Uncertainty Could Spell Disaster for the Dow (^DJI ^VIX JPM)

Post on: 16 Март, 2015 No Comment

Uncertainty Could Spell Disaster for the Dow (^DJI ^VIX JPM)

Nothing in life is certain. But there are some uncertainties that can be avoided, and markets particularly loathe it when they aren’t.

Sequestration, tax increases, the fiscal cliff — these are some of the punishments politicians could have avoided. But instead, we have increasing uncertainty, and that could hit the Dow Jones Industrial Average ( INDEX: ^DJI ). and the markets in general, like a ton of bricks as the year end approaches.

The Dow, the market’s lovable yet odd index, appears apolitical on the surface. It’s a price-weighted average of some of the United States’ largest companies, and at first glance, it seems as if it doesn’t care who’s doing what in the political realm. But the Dow is based on stock prices, and those stock prices are determined by people like you and me who are buying and selling stakes in companies. Politicians have control over tax rates and government spending, which can no doubt have an effect on stock prices and along with them, the Dow.
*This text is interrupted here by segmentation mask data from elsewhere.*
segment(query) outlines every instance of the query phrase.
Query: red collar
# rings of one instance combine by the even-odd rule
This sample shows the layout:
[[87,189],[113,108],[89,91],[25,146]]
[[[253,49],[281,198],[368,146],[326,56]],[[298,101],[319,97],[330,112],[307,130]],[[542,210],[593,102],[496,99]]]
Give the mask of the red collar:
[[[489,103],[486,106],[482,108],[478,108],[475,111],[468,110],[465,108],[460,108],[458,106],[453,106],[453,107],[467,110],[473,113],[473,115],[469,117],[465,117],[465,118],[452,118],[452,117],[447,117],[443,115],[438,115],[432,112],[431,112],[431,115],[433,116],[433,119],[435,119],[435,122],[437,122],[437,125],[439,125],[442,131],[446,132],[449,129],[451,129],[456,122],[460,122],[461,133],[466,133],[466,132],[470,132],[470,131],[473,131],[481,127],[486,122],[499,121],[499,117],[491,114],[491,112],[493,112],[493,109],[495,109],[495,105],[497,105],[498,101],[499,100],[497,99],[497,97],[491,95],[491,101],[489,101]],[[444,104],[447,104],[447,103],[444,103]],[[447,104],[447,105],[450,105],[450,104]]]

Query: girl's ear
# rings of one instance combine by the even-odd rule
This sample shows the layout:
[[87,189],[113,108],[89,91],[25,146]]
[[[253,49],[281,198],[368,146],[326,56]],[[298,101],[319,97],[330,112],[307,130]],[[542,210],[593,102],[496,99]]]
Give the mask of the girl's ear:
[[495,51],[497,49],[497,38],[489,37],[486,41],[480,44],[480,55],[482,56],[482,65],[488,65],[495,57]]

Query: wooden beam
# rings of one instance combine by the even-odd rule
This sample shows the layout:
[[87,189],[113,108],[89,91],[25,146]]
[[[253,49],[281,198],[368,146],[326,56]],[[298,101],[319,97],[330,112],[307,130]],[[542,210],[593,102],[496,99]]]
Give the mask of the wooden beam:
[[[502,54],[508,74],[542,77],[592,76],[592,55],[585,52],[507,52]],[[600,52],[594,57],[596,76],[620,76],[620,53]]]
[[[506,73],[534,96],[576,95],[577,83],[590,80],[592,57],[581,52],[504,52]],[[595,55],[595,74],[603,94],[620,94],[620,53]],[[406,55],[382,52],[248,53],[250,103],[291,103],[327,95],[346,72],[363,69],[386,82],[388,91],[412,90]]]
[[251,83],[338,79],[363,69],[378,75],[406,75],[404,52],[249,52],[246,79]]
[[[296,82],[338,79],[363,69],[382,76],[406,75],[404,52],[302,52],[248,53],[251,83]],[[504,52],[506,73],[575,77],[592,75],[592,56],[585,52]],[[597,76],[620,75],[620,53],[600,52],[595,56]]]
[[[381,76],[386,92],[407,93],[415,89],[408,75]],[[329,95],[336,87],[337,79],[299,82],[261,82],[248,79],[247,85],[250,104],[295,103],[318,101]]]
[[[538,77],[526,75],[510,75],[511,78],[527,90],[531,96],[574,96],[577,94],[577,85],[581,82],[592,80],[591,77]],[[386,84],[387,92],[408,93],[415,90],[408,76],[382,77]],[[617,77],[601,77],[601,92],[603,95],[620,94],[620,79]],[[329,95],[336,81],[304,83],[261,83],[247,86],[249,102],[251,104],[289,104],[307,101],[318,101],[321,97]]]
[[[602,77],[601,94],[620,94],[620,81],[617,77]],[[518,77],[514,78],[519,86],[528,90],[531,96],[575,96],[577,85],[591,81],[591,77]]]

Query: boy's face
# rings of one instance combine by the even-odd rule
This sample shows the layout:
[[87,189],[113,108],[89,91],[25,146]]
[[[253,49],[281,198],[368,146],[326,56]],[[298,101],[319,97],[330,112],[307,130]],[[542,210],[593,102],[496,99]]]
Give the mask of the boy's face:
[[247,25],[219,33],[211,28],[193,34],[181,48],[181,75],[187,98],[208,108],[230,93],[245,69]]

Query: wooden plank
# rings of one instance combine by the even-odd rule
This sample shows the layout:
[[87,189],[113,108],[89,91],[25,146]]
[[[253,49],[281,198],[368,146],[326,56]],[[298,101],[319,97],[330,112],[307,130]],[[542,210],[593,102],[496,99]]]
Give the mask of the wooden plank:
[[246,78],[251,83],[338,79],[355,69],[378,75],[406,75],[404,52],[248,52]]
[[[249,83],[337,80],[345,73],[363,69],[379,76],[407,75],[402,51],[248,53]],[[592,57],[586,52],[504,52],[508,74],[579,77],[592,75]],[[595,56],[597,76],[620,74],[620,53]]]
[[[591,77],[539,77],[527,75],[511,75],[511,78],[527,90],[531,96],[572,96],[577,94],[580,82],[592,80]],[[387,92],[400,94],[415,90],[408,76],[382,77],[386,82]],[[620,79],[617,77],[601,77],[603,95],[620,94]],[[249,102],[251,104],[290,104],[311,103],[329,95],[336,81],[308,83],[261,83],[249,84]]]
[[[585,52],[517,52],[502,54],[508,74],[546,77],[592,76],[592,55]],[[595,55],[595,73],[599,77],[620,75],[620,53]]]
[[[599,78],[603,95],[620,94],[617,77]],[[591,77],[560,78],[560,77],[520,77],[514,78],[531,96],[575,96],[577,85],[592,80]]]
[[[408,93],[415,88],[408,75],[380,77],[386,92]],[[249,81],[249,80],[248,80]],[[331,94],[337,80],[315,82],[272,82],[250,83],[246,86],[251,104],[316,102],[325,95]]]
For those of you who are curious, sequestration is the trip switch Congress passed that would automatically cut $1.2 trillion in defense spending over nine years. The fiscal cliff is the conundrum the U.S. faces if tax increases and sequestration go into effect. Both of these time bombs are set to go off at the first of the year, and the uncertainty leading up to it could send volatility, measured by the Volatility Index ( INDEX: ^VIX ). skyrocketing. Yes, volatility has been pretty low since the dark days of fall 2008 (and has dropped 32% year to date) , but be prepared for a wild December ride in the markets. During the heart of 2011’s debt-ceiling debate, the Dow dropped 15%  over the course of a week and a half. If Congress doesn’t act quickly, there may be more market plunges.
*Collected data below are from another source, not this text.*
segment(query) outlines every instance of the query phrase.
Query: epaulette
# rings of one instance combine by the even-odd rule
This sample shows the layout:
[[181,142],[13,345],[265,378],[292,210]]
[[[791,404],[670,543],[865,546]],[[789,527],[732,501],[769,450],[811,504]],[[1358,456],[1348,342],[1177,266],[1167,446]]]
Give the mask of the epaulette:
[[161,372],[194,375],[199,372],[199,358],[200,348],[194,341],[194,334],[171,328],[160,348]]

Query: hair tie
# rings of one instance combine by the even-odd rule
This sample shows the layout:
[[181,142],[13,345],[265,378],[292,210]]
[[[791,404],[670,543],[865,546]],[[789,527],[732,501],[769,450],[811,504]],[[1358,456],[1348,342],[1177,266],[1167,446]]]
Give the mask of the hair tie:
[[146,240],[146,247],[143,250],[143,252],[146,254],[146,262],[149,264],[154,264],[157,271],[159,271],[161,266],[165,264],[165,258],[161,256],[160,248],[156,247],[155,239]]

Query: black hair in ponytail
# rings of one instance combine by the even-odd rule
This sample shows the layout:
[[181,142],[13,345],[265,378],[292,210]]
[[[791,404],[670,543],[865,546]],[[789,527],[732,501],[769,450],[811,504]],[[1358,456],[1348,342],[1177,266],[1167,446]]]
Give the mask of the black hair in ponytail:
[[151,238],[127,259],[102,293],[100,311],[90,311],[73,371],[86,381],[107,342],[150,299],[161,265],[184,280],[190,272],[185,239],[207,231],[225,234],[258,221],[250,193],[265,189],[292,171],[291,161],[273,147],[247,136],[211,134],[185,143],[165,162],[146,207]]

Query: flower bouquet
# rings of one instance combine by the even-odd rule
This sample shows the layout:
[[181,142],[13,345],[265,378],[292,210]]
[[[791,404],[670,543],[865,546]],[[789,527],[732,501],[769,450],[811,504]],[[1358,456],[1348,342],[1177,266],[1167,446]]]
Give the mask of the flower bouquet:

While the debt ceiling shouldn’t have to be raised until the beginning of next year , Bush tax cuts and a payroll tax holiday are expiring at the end of the year, and Defense Department cuts must be dealt with during Congress’ lame-duck period. Judging by last year’s no-holds-barred debate over raising the debt ceiling, debate over the tax rate increase could bring an all-out brawl with little time for resolution.
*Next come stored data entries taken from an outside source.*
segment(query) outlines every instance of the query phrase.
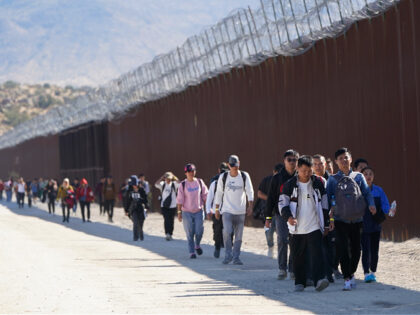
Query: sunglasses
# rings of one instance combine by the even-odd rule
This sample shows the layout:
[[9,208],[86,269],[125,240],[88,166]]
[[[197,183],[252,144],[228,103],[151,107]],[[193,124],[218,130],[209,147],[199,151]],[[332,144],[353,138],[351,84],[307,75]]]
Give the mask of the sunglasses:
[[289,162],[289,163],[293,163],[293,162],[296,162],[296,161],[297,161],[296,158],[287,158],[287,162]]

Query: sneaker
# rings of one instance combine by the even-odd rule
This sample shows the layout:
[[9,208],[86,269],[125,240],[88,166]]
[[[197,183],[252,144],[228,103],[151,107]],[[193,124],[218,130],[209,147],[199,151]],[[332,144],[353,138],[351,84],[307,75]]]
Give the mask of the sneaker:
[[243,265],[244,263],[239,259],[239,258],[236,258],[234,261],[233,261],[233,264],[234,265]]
[[294,272],[289,272],[289,278],[290,278],[290,280],[295,280],[296,279],[295,273]]
[[295,292],[303,292],[303,290],[305,290],[305,286],[303,284],[295,285]]
[[371,273],[371,275],[372,275],[372,282],[376,282],[376,276],[375,276],[375,273]]
[[213,253],[214,258],[220,257],[220,248],[215,248]]
[[196,259],[197,258],[197,256],[193,253],[193,254],[190,254],[190,259]]
[[227,265],[232,261],[232,257],[225,257],[225,259],[222,261],[222,264]]
[[203,255],[203,250],[201,249],[201,247],[196,248],[195,251],[198,255]]
[[274,246],[268,248],[267,257],[274,258]]
[[279,274],[277,276],[277,280],[284,280],[284,279],[286,279],[286,277],[287,277],[287,271],[283,270],[283,269],[280,269]]
[[350,280],[344,281],[343,291],[351,291],[351,281]]
[[330,282],[325,278],[321,279],[321,280],[318,280],[318,283],[316,284],[315,290],[317,290],[318,292],[321,292],[322,290],[327,288],[329,285],[330,285]]
[[336,280],[343,279],[343,274],[338,269],[334,269],[333,273]]
[[329,283],[334,283],[334,278],[333,278],[332,275],[328,275],[327,280],[328,280]]
[[307,287],[313,287],[314,281],[312,279],[306,279],[306,286]]
[[356,278],[354,276],[352,276],[350,279],[350,285],[352,289],[356,289],[357,284],[356,284]]
[[171,240],[171,235],[170,234],[166,234],[165,240],[170,241]]

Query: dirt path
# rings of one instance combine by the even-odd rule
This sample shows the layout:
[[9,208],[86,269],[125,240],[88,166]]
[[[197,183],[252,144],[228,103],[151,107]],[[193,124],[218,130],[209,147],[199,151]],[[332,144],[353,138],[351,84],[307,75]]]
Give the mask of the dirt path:
[[292,281],[276,280],[261,229],[245,229],[244,265],[225,266],[212,256],[209,222],[204,254],[190,260],[182,225],[167,242],[159,214],[146,219],[145,241],[133,242],[121,209],[113,224],[97,207],[92,223],[78,210],[63,224],[37,206],[0,204],[1,313],[420,313],[418,239],[381,244],[380,283],[294,293]]

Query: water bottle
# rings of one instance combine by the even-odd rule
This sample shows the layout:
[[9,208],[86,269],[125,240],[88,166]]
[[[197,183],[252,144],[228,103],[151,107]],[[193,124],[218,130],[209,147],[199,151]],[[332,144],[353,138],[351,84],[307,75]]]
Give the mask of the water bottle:
[[389,209],[389,216],[393,217],[395,215],[395,212],[397,211],[397,201],[393,201],[391,203],[391,208]]

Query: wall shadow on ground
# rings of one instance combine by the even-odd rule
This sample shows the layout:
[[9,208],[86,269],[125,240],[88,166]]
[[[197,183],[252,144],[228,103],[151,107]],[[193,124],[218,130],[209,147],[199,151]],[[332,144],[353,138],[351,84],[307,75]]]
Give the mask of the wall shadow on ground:
[[[56,212],[58,215],[52,216],[38,207],[19,209],[15,202],[6,203],[2,201],[0,204],[19,216],[34,217],[58,225],[64,224],[61,215],[59,215],[61,208],[56,209],[59,210]],[[147,224],[147,221],[145,224]],[[213,247],[209,245],[202,246],[204,250],[202,256],[196,260],[191,260],[188,258],[185,240],[167,242],[163,237],[146,234],[145,241],[133,242],[132,231],[128,228],[101,222],[83,223],[81,218],[74,216],[71,216],[70,223],[65,223],[65,226],[81,233],[128,244],[134,248],[141,247],[162,256],[162,258],[155,260],[156,263],[153,266],[144,264],[150,259],[138,259],[135,266],[130,268],[153,267],[158,270],[160,268],[176,267],[179,264],[211,279],[199,281],[198,283],[201,285],[199,290],[189,290],[189,285],[197,282],[191,282],[188,279],[168,282],[168,286],[185,286],[185,294],[176,296],[181,303],[182,299],[191,297],[226,296],[227,298],[233,298],[245,295],[265,296],[287,306],[314,313],[419,313],[420,292],[398,286],[383,283],[365,284],[359,281],[357,290],[343,292],[341,291],[342,282],[338,281],[321,293],[316,292],[313,288],[307,288],[303,293],[295,293],[293,292],[294,283],[291,280],[276,280],[276,262],[263,255],[242,252],[243,266],[223,265],[221,259],[213,258]],[[124,260],[126,258],[115,259]],[[167,259],[171,259],[177,264],[168,265]],[[236,292],[244,289],[248,292]],[[347,299],[348,303],[331,310],[331,304],[339,304],[336,300],[341,299],[343,295],[349,297]],[[366,299],[367,295],[371,298]]]

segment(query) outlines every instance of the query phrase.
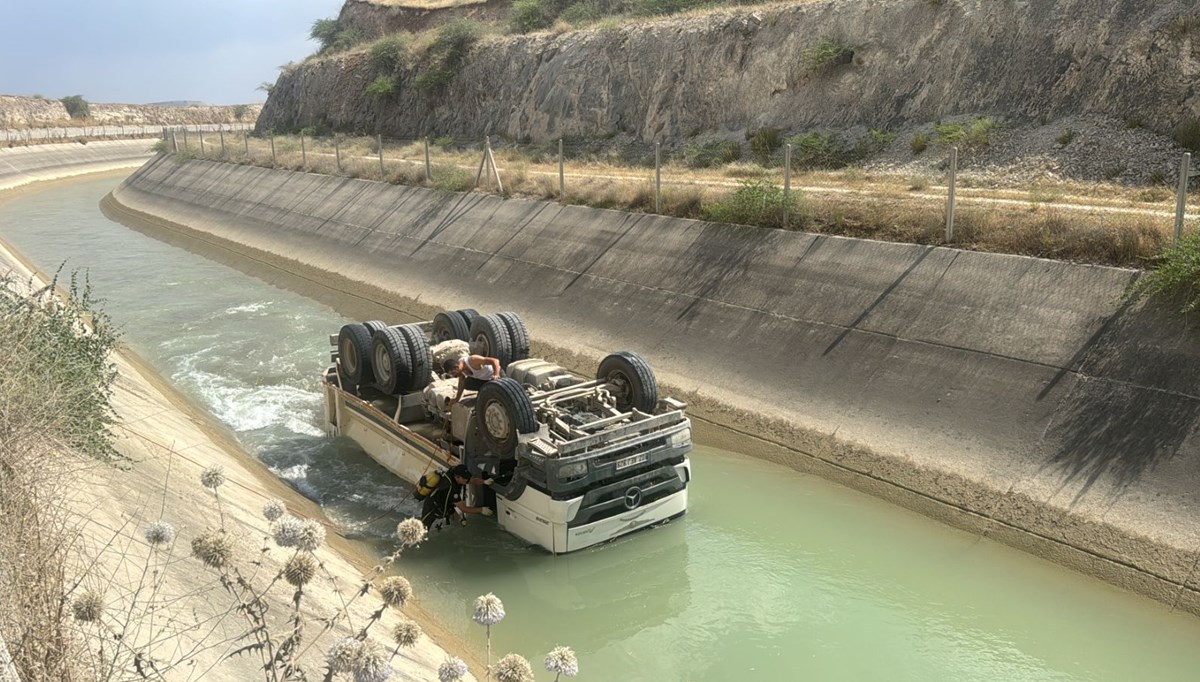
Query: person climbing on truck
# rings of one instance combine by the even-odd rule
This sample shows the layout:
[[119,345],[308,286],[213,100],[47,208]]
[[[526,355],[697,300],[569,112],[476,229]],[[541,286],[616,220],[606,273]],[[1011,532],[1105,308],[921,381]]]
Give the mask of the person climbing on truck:
[[442,363],[442,372],[458,377],[458,392],[446,405],[449,407],[458,402],[464,390],[478,391],[485,383],[500,378],[500,360],[483,355],[449,358]]
[[[422,477],[426,478],[426,477]],[[460,514],[481,514],[491,516],[494,512],[488,507],[472,507],[464,501],[468,485],[487,484],[488,481],[477,476],[471,476],[471,470],[465,464],[450,467],[445,476],[438,477],[432,490],[425,497],[421,506],[421,521],[426,528],[433,526],[442,519],[449,524],[455,512]]]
The U.S. isn’t the only one affected

It’d be one thing if our decisions affected only our country, but that isn’t the case. Uncertainty  was at the core of the International Monetary Fund’s recent World Economic Outlook update, which painted a gloomy picture of economic activity for the remainder of 2012 and into 2013. Global growth estimates decreased from 2% to 1.5% growth for advanced economies and from 6% to 5.6% for emerging economies . And the U.S. wasn’t spared, with GDP growth estimates reduced a tenth of a percent for 2013 . While these reductions are indeed worrisome, the IMF has based these reductions on a number of predictions, including: U.S. policymakers avoid the fiscal cliff and raise the debt ceiling, while making good progress toward a comprehensive plan to restore fiscal sustainability.

While I think Congress is sane enough to eventually avoid the fiscal cliff, I also expect Democrats and Republicans to lead us to the very brink in a high-stakes game of chicken (think debt-ceiling debate redux). And if we fly right off that cliff? The IMF’s current growth predictions for next year look downright rosy.

As the U.S. talks about taxes and program cuts, there are lessons to learn from our friends overseas. The eurozone’s belly flop into fiscal austerity suggests that cutting too much too quickly exacerbates a slowdown.